# Short brass quintet piece - audio - live



## Vasks (Dec 9, 2013)

This is my last piece posting for 2022. I do have several more video performances and audio as well of various works. And will be having more premier performances in the next 12 months which should provide me more video or audio recordings. Some of those will be TC postings for 2023.

This work was written back in the mid-1980's. I sent it to a professional quintet that had played and recorded my first piece for that medium about ten years earlier. Eventually they did play this scherzo (at least once), but I never heard it. I didn't even see a printed program. In the meantime, two other ensembles did play it in my presence, but not to my satisfaction (too slow, too sloppy, poor intonation, etc). After that I decided to never deal with it ever again. Then just a few months ago, one of the members of the professional group sent me this audio. And they nailed it. Unlike the other two I mentioned.

The audio is a bit muffled, so don't expect great sonics. The work is wild, crazy, almost manic. You've been warned!
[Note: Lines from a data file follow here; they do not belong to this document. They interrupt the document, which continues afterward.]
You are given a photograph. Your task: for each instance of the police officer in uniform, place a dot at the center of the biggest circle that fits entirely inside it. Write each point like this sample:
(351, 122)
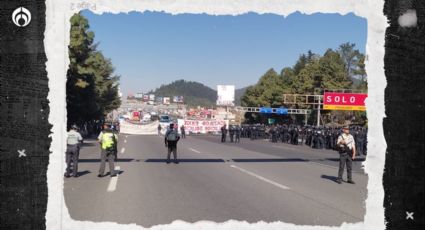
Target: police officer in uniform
(238, 134)
(108, 140)
(223, 133)
(72, 151)
(231, 133)
(171, 138)
(347, 153)
(183, 131)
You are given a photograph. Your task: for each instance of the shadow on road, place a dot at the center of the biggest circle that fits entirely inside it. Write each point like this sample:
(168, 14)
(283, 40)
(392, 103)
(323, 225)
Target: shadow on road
(337, 159)
(270, 160)
(187, 160)
(98, 160)
(331, 178)
(83, 173)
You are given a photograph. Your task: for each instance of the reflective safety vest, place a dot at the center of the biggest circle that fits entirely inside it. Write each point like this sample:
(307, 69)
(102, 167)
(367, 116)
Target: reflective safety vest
(108, 140)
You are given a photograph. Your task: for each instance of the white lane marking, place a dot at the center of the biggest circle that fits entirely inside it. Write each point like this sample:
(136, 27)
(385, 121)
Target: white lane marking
(113, 182)
(194, 150)
(260, 177)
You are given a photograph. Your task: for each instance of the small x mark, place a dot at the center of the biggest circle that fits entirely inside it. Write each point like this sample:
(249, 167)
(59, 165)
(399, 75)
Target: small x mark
(409, 215)
(22, 153)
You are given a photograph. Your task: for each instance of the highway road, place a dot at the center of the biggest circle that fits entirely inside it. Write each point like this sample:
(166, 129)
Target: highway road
(248, 181)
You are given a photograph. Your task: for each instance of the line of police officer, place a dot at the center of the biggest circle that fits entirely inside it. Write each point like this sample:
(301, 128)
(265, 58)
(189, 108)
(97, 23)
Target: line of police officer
(315, 137)
(108, 140)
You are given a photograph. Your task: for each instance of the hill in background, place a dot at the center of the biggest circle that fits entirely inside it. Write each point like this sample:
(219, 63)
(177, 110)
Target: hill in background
(194, 93)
Brass Quintet Scherzo - live.mp3


Shared with Dropbox




www.dropbox.com


----------



## mikeh375 (Sep 7, 2017)

Very quirky indeed Vasks. It is rather fun. I enjoyed it more as it went on, especially after the halfway point where you relaxed a little in places. They played it really well as you say and I could easily imagine some disappointment from lesser players performances. Is it a standalone or does it have other movements?


----------



## pkoi (Jun 10, 2017)

Very enjoyable interplay between the instruments. I especially like when you extend the sustained notes-idea around 1:40 and the development of motives that follows it towards the end of the piece. I was listening to Percichetti's divertimento op.82 the other day, this piece gives me a bit of similar vibes. Good job!


----------



## Vasks (Dec 9, 2013)

mikeh375 said:


> Is it a standalone or does it have other movements?
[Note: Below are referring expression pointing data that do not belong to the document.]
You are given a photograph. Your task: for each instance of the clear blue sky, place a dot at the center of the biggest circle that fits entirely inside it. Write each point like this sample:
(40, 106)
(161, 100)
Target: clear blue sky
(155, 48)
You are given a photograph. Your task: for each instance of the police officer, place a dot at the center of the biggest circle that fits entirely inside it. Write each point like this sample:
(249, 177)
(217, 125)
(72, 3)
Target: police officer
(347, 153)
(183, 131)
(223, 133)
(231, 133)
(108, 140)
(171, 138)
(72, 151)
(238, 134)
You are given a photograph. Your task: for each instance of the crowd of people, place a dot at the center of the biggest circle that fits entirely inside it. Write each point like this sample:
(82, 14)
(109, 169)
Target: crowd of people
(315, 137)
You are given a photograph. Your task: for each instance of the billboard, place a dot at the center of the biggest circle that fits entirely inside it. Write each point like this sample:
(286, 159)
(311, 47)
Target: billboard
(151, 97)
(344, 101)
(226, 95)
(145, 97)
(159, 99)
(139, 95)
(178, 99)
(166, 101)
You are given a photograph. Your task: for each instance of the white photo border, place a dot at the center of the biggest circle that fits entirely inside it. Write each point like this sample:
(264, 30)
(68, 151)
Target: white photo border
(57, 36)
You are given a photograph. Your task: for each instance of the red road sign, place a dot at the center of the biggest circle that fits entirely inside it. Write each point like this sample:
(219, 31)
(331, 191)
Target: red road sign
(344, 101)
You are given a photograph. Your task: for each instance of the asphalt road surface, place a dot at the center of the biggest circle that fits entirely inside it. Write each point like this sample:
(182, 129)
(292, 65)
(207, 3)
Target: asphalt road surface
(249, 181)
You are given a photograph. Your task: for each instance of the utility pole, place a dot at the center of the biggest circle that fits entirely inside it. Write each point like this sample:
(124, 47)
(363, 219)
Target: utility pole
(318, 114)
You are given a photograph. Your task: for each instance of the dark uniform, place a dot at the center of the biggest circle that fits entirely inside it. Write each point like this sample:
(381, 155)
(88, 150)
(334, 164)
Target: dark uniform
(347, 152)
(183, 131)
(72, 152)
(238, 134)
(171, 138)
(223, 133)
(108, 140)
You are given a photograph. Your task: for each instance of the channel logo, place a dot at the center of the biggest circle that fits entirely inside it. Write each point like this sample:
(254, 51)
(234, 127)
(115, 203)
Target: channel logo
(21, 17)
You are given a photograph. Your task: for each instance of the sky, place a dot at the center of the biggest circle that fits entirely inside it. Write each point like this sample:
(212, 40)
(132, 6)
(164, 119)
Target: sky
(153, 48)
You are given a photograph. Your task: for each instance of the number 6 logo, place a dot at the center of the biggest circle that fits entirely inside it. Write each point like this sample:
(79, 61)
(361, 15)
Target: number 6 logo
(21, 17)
A standalone conceived and will always be.



pkoi said:


> I was listening to Percichetti's divertimento op.82 the other day, this piece gives me a bit of similar vibes. Good job!


Yeah, Persichetti's approach to harmony and motivic exploration was not far from mine 40 years ago. *Fun fact:* When I was a freshman in college, Persichetti was the guest composer at the university's New Music Festival. So not only did I play under his direction in band and orchestra, but in addition we had a student composer recital he attended. I had a short piece for violin and piano on it and he commented to the audience on what were its weakest points. I received his comments in a positive, constructive way (IOW, I wasn't upset that he didn't praise it) and afterwards went to the next door restaurant hangout with friends. While sitting there, my comp. professor walks in, takes me aside and quietly tells me that after hearing all the student works, Persichetti told him that my piece was the only one that demonstrated real talent.


----------